Safe play is to lock

Mortgage bonds continue to ride the bottom of the channel, as investors patiently wait for tomorrow’s highly anticipated Bureau of Labor Statistics report on the job market.  In the meantime, the overall sentiment in the bond market continues to be negative, with bond prices flirting with support and then recovering.  The primary source of upward pressure on mortgage rates continues to be an over exuberant stock market which is now celebrating its 6thyear birthday of being in a bull market.  The length of time the stock market has experienced a bull market is currently the fourth longest in history, with only two months away from moving into the third longest bull market ever.  When you consider that recessions tend to be cyclical, occurring every seven years on average, we will at some point see stocks turn negative.  When this happens, mortgage bonds will be the beneficiary.

Overall, economic news of late has been leaning negative, which should be helping support lower mortgage interest rates.  However, the impact of the news has done little to slow the stock market.  This morning we learned that 320,000 new Unemployment Claims were filed last week.  This was an increase of 7000 over the prior week’s 313,000, and much higher than the 300,000 claims the market anticipated.  This was the highest number of new claims we have seen in 10 months, with now the last three out of four claims exceeding 300,000.  This is not a good sign for the job market.  Further, it is a clear indication that the drop in oil prices is impacting our job market.
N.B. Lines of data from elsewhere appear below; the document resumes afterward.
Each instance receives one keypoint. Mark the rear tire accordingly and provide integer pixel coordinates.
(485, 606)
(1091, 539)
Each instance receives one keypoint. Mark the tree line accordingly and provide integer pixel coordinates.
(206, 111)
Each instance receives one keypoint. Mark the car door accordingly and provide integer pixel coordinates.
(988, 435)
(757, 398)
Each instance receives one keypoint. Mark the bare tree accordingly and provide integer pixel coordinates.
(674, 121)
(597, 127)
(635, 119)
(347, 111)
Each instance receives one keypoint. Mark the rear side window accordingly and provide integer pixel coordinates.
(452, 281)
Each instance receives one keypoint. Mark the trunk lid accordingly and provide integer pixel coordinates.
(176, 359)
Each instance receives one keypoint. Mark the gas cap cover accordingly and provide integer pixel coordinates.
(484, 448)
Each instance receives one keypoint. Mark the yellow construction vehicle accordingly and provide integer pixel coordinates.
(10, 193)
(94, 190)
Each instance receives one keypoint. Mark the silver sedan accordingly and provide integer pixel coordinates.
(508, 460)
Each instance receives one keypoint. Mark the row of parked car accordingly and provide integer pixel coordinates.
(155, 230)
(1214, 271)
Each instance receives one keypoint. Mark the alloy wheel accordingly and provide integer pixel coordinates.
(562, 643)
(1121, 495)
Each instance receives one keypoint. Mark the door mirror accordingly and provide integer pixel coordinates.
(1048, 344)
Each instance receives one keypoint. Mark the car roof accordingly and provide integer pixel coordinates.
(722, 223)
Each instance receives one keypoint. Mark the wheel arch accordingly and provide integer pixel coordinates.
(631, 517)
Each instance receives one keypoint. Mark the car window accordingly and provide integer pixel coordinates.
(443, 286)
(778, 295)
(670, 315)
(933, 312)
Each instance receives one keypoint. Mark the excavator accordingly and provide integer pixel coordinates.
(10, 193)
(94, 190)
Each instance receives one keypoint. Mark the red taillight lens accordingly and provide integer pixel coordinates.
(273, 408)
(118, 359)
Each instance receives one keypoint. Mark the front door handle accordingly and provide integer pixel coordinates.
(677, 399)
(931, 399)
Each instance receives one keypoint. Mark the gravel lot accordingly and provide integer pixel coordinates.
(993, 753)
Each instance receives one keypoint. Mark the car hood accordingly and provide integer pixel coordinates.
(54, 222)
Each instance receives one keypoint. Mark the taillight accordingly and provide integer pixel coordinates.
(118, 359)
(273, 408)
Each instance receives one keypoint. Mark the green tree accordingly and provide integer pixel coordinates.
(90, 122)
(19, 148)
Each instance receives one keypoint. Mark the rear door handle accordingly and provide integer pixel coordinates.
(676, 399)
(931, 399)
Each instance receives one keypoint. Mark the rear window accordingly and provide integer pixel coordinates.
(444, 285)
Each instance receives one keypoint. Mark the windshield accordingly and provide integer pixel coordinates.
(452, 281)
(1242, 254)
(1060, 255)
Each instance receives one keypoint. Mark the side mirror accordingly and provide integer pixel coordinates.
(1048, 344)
Deciding whether or not to lock going into tomorrow’s BLS Job Report is a difficult decision.  The report will likely send bonds below current support or it will push bond prices higher.  Either way, there is great volatility ties to the results.  The safe play will be to lock.  However, with the energy sector creating as many job losses as it has, we aren’t sure where a significant growth in the market could come from.  In fact, the energy sector was responsible for 40% of the job gains during our economic recovery.  Not that the pendulum has swung the other way, that segment will be contributing to more losses than gains.  Therefore, there may be an opportunity in this report for rates to improve a bit.  We will have to see how the numbers play out.